Posted Under: Johanna's View
How many of us have longed for the days when our favorite player stayed with our team for his entire career. We talk about how free agency has killed what was once beautiful about this game. We celebrate those rare few that manage to stay with their one team forever and ever. I remember clearly the day Pete Rose went to play for the Phillies, and I still have an issue with the Phillies to this day- like its their fault that happened.
But, yesterday something happened that made me question my feelings on this subject. I should have reconsidered it years ago, when Cal Ripken Jr. wouldn’t sit out a game, even though the team would have been better off without him, but I didn’t. The reexamination of the issue is coming today. You see, Roy Oswalt requested that his team, the Houston Astros, trade him. Owner Drayton McLane had long spoken about wanting to keep Oswalt as an Astro for his entire career. McLane had fallen in love with the franchise player idea because of Jeff Bagwell and Craig Biggio, the two most beloved Astros who played their entire careers for Houston.

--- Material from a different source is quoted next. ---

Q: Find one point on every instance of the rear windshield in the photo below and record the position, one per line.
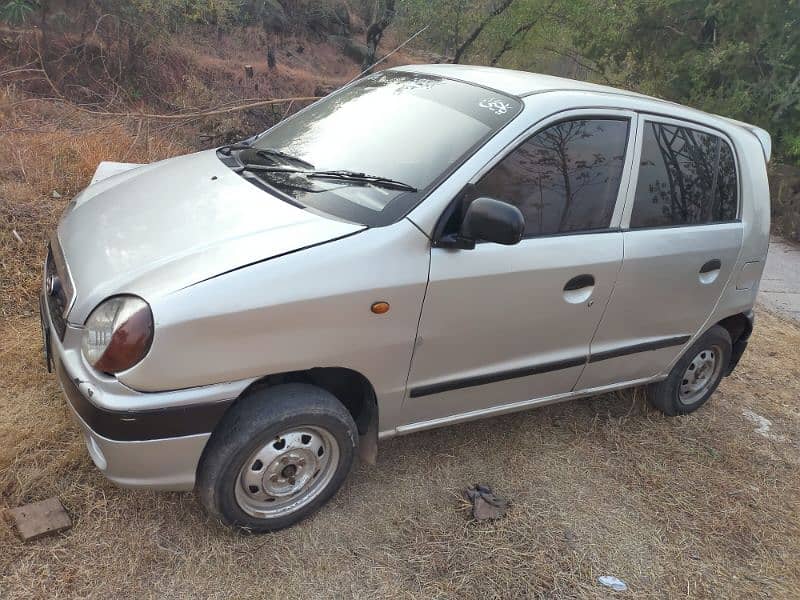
(407, 127)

But, just as holding onto Ripken hurt Baltimore’s ability to build competitive teams for years (and if you need me to explain that one, I will) keeping Oswalt for the sake of some legacy would hamstring the organization for years to come.
The Astros haven’t drafted well in years. So they have a pretty thin farm system with no one coming along in the future. The guys they have on the field are old- and to keep fielding a team the Astro’s would have to continue to sign free agents- and only one with few offers are going to have much interest in playing in Houston. The only chance the team has to not become a long-term laughingstock is to take what they have of value right now and trade it for whatever it is worth. And yes, that means taking the beloved Roy Oswalt and Lance Berkman and anyone else that another team will take and get the prospects.

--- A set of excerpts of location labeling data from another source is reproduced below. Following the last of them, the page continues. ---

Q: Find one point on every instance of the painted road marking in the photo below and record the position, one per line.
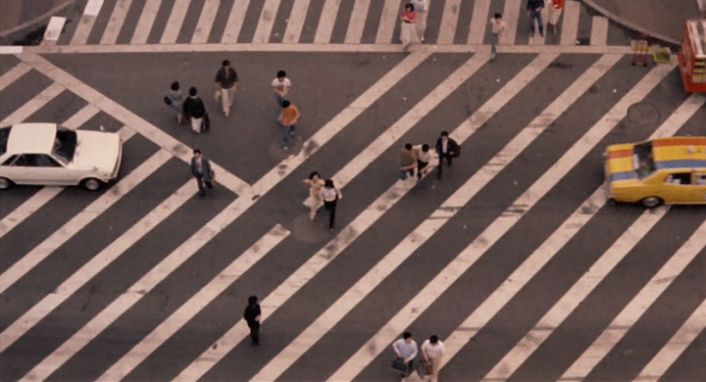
(97, 263)
(205, 23)
(81, 220)
(423, 232)
(536, 336)
(494, 232)
(175, 21)
(479, 22)
(551, 246)
(570, 24)
(319, 260)
(117, 19)
(127, 117)
(388, 19)
(327, 21)
(266, 22)
(449, 22)
(670, 352)
(33, 105)
(235, 21)
(13, 75)
(194, 305)
(187, 249)
(599, 31)
(295, 23)
(632, 312)
(354, 34)
(145, 22)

Richard Justice adds that no matter how bad the team is that is left, after all the selling off is done, the Astros will be left with guys on the field who are happy to be there and are still learning. Now, the players can’t see anything but the losing- and even though no one wants to pay money to see a loser, a bunch of young players having fun will sell more tickets than some old grumpy guys going through the motions.
Oswalt has to be many Astros fans favorite player. He just is that good and that much fun to watch. But keeping him for the sake of memories is a mistake for the Astros. Its time to let him go, let him get an opportunity somewhere else and see how he can help Houston in the process.
The Astros will be able to turn around their losing much faster if they make this move now, then if they wait and do it piecemeal over years. The risk is, of course, that the pieces aren’t as good as what you are giving away. That they never become who you think they might. But that is a risk McLane and Ed Wade should take now instead of waiting until he has nothing to offer.
There is no telling of the Reds would have declined if they had kept Pete Rose. The money Rose received from the Phillies might have hurt Cincy in other ways had they chosen to spend it. I know Rose continued to have success after he left. But holding onto a player can be much worse than letting him go to soon. And, no matter how much we long for those days when a player stays with one team, we have to recognize that it will take a very special set of circumstances to make that happen. It isn’t just free agency and the players greed that makes them leave. Its also the health of the organization- and after all aren’t we really fans of the team?